La crise de trop pour l’UE?
Si bien que des expressions comme «Europe à deux vitesses», «Europe du Nord et Europe du Sud» ou «Club Med» (pour désigner de manière péjorative les pays membres de la rive méditerranéenne) sont devenus courantes depuis plusieurs années dans le langage politique européen.
«Les divergences économiques sont très problématiques. De fait, une zone monétaire unique, c’est une zone pour laquelle les taux d’intérêt à court terme sont les mêmes, la politique monétaire est inamovible. On perd donc la marge de manœuvre nécessaire à l’harmonisation économique de la zone, qui permettrait le développement des pays les plus touchés», explique au micro de Sputnik David Cayla, économiste à l’université d’Angers et membre des Économistes atterrés.
La crainte majeure, c’est que ces divergences pourraient s’accélérer avec cette crise et Bruno Le Maire en est conscient. «L’Allemagne, par exemple, […] ils redémarreront très vite quand d’autres économies, je pense par exemple à l’Italie, ayant un niveau d’endettement beaucoup plus élevé –de plus de 130%– n’auront pas la même capacité ou le feront avec des taux d’intérêt plus élevés, redémarreront plus lentement et donc –c’est le risque principal– accroîtront le risque de divergence entre les États au sein de la zone euro», s’inquiète le ministre de l’Économie.
Quels mécanismes de solidarité pour l’UE?
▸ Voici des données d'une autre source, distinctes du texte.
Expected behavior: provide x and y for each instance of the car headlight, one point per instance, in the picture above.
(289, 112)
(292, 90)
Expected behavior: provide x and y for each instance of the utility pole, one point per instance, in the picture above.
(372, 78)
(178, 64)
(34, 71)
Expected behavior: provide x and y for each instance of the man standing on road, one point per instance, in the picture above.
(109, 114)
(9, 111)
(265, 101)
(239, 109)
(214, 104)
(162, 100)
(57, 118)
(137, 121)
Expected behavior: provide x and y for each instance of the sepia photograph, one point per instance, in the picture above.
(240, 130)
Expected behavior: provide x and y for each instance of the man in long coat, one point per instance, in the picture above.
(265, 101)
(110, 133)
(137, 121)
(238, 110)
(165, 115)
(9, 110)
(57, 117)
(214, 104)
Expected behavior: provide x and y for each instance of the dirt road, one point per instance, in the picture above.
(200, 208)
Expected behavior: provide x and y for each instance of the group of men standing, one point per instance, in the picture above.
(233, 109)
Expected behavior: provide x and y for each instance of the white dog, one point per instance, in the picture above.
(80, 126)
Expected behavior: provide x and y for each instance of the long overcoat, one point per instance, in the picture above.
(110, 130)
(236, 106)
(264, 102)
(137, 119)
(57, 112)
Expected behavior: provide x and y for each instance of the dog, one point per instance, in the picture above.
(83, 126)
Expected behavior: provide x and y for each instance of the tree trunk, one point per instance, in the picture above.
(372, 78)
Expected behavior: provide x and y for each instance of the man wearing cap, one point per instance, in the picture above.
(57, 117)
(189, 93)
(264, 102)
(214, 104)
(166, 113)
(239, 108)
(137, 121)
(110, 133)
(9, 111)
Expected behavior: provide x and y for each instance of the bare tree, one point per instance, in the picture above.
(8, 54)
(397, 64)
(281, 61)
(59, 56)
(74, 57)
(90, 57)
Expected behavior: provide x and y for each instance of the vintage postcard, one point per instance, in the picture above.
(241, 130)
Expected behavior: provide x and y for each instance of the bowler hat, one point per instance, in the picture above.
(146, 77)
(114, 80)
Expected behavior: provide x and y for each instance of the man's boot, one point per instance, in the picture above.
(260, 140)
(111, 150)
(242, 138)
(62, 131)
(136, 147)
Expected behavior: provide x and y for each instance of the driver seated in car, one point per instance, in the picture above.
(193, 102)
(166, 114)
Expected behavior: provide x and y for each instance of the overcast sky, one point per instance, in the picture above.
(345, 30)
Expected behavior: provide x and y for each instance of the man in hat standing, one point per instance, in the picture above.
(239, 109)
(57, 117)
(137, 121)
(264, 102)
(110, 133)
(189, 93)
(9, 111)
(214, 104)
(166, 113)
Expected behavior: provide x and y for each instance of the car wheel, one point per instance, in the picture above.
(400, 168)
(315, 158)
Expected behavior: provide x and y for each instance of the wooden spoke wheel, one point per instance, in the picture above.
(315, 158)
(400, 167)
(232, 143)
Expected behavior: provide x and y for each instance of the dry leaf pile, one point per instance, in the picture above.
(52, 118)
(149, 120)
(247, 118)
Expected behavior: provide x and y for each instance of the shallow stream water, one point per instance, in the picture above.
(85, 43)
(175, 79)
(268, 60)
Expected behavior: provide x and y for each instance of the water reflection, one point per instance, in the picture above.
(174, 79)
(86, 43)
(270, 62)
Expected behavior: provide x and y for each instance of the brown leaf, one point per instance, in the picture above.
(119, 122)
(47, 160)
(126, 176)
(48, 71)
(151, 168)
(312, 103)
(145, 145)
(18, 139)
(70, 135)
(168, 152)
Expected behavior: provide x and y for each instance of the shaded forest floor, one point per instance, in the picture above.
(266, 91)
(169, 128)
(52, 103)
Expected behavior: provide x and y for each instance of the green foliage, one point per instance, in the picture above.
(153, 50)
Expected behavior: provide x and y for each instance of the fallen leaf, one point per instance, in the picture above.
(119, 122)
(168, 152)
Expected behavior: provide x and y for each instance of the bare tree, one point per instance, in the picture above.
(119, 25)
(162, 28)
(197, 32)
Si des solutions existent pour pallier ces divergences, elles ne sont pas légion et rien ne garantit qu’elles auront le succès attendu. Prêts de la banque européenne d’investissement, création d’un mécanisme d’assurance chômage par la commission ou le Mécanisme Européen de Stabilisation (MES), sont autant de solutions qui fournissent des perspectives, mais pas de garanties.
Résultat #Eurogroupe: pas de monetisation de la dette, pas d’eurobonds, pas de solidarité européenne.
— Aurore Lalucq (@AuroreLalucq) April 8, 2020
Les institutions européennes comme la BCE ont fait leur travail!
Les Etats le sabotent.
Lamentable.
Demain la réunion #Eurogroupe doit être à la hauteur des Européens.
Ces mesures présentées au Sénat, Bruno Le Maire le reconnaît: «Cela ne suffira pas. Au regard de l’ampleur de la crise économique, je le dis, ça ne suffira pas. Je n’hésite pas à le dire». Un constat partagé par de nombreux analystes. Parmi eux, David Cayla, pour qui le scénario d’une reprise économique à deux vitesses dans une Europe à deux vitesses est inéluctable, du fait de la nature même de la construction européenne.
«Le problème, c’est que nous sommes dans un système qui crée de lui-même des divergences. On le voit clairement entre les pays d’Europe du Nord et les pays périphériques. On est dans une crise asymétrique, qui touche différemment différentes régions de l’Union européenne. Dans la crise que nous vivons aujourd’hui, nous le voyons bien: les pays les plus durement touchés et affectés sont les pays d’Europe du Sud.»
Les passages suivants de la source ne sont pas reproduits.